TEMPESTA POPULISTA IN UN MILIONE DI TAZZE DA TÈ

Fino a qualche tempo fa si poteva ridere e scherzare sui Tea Party, l’ambiguo movimento liberista, libertario e conservatore, ma con toni infelici di estremismo, che sembra aver colto di sorpresa l’establishment politico di Washington. I commentatori e i politici lo liquidavano come una frangia radicale, un fenomeno di poco conto, minoranza con venature razziste. Ma le critiche non ne hanno fermato la crescita.
La manifestazione di ieri al Lincoln Memorial sul National Mall della capitale americana, organizzata dal conduttore militante di Fox News, Glenn Beck, con qualche malizia nel luogo e nell’anniversario del nobile I have a dream di Martin Luther King,
ha confermato anche fisicamente che il movimento che si batte contro le tasse e per la fine dell’intervento pubblico nella vita sociale ed economica del paese è diventato un player nella politica americana.

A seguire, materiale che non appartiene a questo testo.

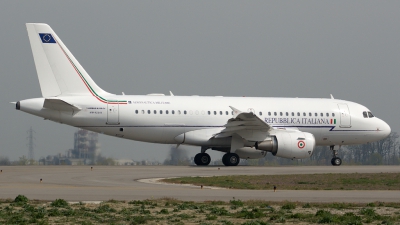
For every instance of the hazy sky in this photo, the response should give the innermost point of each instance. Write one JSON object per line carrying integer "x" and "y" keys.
{"x": 350, "y": 49}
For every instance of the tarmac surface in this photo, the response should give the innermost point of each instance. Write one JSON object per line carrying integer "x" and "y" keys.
{"x": 80, "y": 183}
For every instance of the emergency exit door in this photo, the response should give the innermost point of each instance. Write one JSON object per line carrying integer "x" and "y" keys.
{"x": 345, "y": 118}
{"x": 112, "y": 113}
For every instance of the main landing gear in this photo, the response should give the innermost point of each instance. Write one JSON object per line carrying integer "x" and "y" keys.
{"x": 202, "y": 159}
{"x": 230, "y": 159}
{"x": 335, "y": 161}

Reaganismo estremo (il vecchio presidente in realtà non toccò lo stato sociale e, semmai, allargò la spesa) e individualismo di frontiera non sono più posizione minoritaria, anche grazie all’imitazione delle tecniche di organizzazione sociale della sinistra radicale dettate negli anni Settanta da Saul Alinski,ispiratore dell’impegno politico di Barack Obama e di Hillary Clinton. Non è un caso che nelle classifiche dei libri più venduti su Amazon siano saliti sia la saga antistatalista di Ayn Rand sia il manuale di regole per i radicali di Alinski.
La carica populista dei Tea Party ha travolto innanzitutto il Partito repubblicano. Alle primarie di questi mesi, in vista delle elezioni di metà mandato del 2 novembre, i candidati sostenuti da questa ribellione dal basso, che si atteggia a quella dei coloni di Boston contro le tasse di sua maestà britannica nel 1773, hanno molto spesso sconfitto i prediletti dei vertici del partito.
Ma il fenomeno Tea Party non è soltanto questione interna al mondo conservatore, anche se sembra aver cambiato i connotati della destra americana da movimento impegnato in una guerra culturale religiosa a una guerriglia liberista e libertaria ( l’omosessualità di Ken Mehlman, l’artefice della rielezione di Bush nel 2004, non ha sconvolto nessuno in tempi in cui ci si accende solo per tasse, spesa pubblica e deficit). Il fenomeno Tea Party riguarda tutti. A cominciare da Barack Obama, il presidente che sembra non aver ancora trovato la chiave, i toni e le ricette per unificare il paese nella crisi, far ripartire l’economia e assicurare la sicurezza sociale ai concittadini. Il Tea Party è simbolo dell’affanno dei consensi del presidente.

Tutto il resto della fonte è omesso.